Referring to fig. 17, an embodiment of the present application also provides a non-transitory computer readable storage medium 300 containing a computer program 301. The computer program 301, when executed by the one or more processors 40, causes the one or more processors 40 to perform the image processing method of any of the embodiments described above.
For example, the computer program 301, when executed by the one or more processors 40, causes the processors 40 to perform the following image processing method:
011: acquiring a first image shot by the first camera 20 and a second image shot by the second camera 30, wherein the field of view ranges of the first camera 20 and the second camera 30 are at least partially overlapped; a kind of electronic device with high-pressure air-conditioning system
012: the first image is filtered according to the first image and the second image to generate a target image.
As another example, the computer program 301, when executed by the one or more processors 40, causes the processors 40 to perform the following image processing method:
0121: acquiring a second pixel corresponding to a first pixel in a first image in a second image;
0122: and filtering each first pixel according to the first pixels around each first pixel and/or the second pixels around the second pixels corresponding to each first pixel to generate a target image.

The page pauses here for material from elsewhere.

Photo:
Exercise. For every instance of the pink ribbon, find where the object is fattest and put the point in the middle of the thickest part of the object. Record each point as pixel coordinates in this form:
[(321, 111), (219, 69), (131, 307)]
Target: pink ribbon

In the description of the present specification, reference to the terms "certain embodiments," "in one example," "illustratively," and the like, means that a particular feature, structure, material, or characteristic described in connection with the embodiments or examples is included in at least one embodiment or example of the present application. In this specification, schematic representations of the above terms do not necessarily refer to the same embodiments or examples. Furthermore, the particular features, structures, materials, or characteristics described may be combined in any suitable manner in any one or more embodiments or examples. Furthermore, the different embodiments or examples described in this specification and the features of the different embodiments or examples may be combined and combined by those skilled in the art without contradiction.

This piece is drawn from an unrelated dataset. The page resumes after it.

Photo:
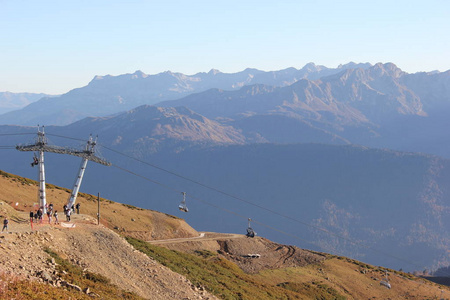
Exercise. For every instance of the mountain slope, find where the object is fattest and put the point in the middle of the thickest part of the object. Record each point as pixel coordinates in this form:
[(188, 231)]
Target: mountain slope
[(93, 257), (106, 95), (14, 101)]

Any process or method descriptions in flow charts or otherwise described herein may be understood as representing modules, segments, or portions of code which include one or more executable instructions for implementing specific logical functions or steps of the process, and further implementations are included within the scope of the preferred embodiment of the present application in which functions may be executed out of order from that shown or discussed, including substantially concurrently or in reverse order, depending on the functionality involved, as would be understood by those reasonably skilled in the art of the present application.
While embodiments of the present application have been shown and described above, it will be understood that the above embodiments are illustrative and not to be construed as limiting the application, and that variations, modifications, alternatives and variations may be made to the above embodiments by one of ordinary skill in the art within the scope of the application.

Claims (14)

1. An image processing method, comprising:
acquiring a first image shot by a first camera and a second image shot by a second camera, wherein the field of view ranges of the first camera and the second camera are at least partially overlapped; a kind of electronic device with high-pressure air-conditioning system
Filtering the first image based on the first image and the second image to generate a target image,
wherein said filtering said first image from said first image and said second image to generate a target image comprises:
acquiring a first pixel in the first image and a second pixel corresponding to the first pixel in the second image;
filtering the first pixel according to pixels in the range of the adjacent area of the first pixel so as to generate a target image; or (b)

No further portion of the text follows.